I began listening with a score, but soon gave up just to listen to the sheer beauty of these readings. The choir's precision, good intonation and virtuosic articulation are impressive, and their flexible responses to the texts gives a fine sweep to the motet structures. Halten's internal balancing, bringing out the important thematic lines and allowing the cantus fermi to sing forth, is exemplary. Descant sopranos have an angelic and pellucid tone, while the men are suitably virile in their vocal attacks and florid passages. The choir can sing with a delicious lightness; the opening of Fürchte dich nicht is fleet-footed and light as thistledown. On the other hand, the chorales, interpolated in the motets, have sonorous weight and deep sincerity. The overall impression is one of a devotional occasion, not just a choral outing. Judicious use of soloists from the choir add further to the panoply of vocal textures which Bach deploys, negating the need for other instruments. Halten's tempi are very well chosen; relaxed enough to allow the fioriture to blossom within a basic lilting rhythm, but urgent in virtuosic sections - the fugal alleluia endings of several motets give listeners a thrilling ride.

Glossa's 5.0 recording, in the Jezuitenkirk, Haverlee in Belgium, is resonant but with a natural perspective; the choir are placed as if in the chancel with the listener near the front of the nave, but their internal details are remarkably clear, as the acoustic is very favourable to voices. In the double chorus motets, the left-right interaction of the choirs adds an extra frisson. Both stereo and multichannel can be played at quite a high volume, which only enhances the atmosphere. The continuo group have good supportive presence but never obtrude with spurious ornamentation.

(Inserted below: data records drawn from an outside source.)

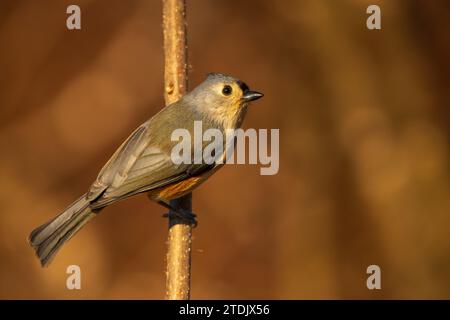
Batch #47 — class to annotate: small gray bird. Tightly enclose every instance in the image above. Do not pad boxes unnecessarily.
[29,73,263,266]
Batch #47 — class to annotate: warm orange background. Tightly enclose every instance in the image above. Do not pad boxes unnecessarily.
[0,0,450,299]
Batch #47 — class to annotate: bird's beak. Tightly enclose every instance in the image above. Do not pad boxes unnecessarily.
[242,90,264,102]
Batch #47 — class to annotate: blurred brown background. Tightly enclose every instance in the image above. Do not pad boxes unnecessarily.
[0,0,450,299]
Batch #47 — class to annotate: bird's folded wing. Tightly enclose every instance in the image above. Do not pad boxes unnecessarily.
[90,119,215,208]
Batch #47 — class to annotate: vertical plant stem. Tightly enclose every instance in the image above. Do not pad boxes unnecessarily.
[163,0,192,300]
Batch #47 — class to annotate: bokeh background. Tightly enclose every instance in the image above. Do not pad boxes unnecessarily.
[0,0,450,299]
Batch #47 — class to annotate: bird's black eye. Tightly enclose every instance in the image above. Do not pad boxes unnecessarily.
[222,85,233,96]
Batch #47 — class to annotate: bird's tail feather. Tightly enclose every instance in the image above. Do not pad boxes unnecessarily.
[28,194,96,267]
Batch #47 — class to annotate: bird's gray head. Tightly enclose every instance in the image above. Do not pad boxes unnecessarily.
[185,73,263,127]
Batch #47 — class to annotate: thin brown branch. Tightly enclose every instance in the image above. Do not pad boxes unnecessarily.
[163,0,192,300]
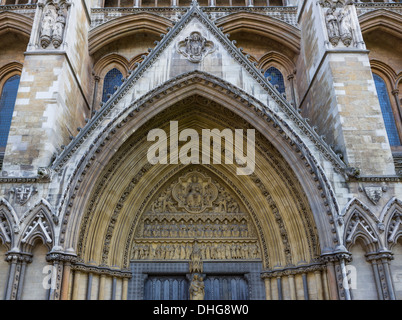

Glossa's triple gate-fold card presentation is attractively minimalist in design, with none of the usual religious symbolism. The booklet is attached, and contains an interview with Halten outlining his approach, in English, French, Dutch, German and Spanish. Texts are present in these languages also. The only quibble I have with the product is that many of the tracks within the motets are poorly timed, giving a moment's hangover of sound from the previous section's end. This is only a problem if you are track-hopping, and may be cured in later pressings.

Having greatly enjoyed the Flemish Radio Choir's previous outing with Rachmaninov, I had high expectations of this issue. This is certainly a fine addition to the several sets of Bach motets on SACD, and I find it impossible to make a single choice; much depends on whether you prefer small or larger choirs, instruments or not. Bach lovers will certainly want to hear the Flemish Radio Choir's wedding of artistry and vocal mastery.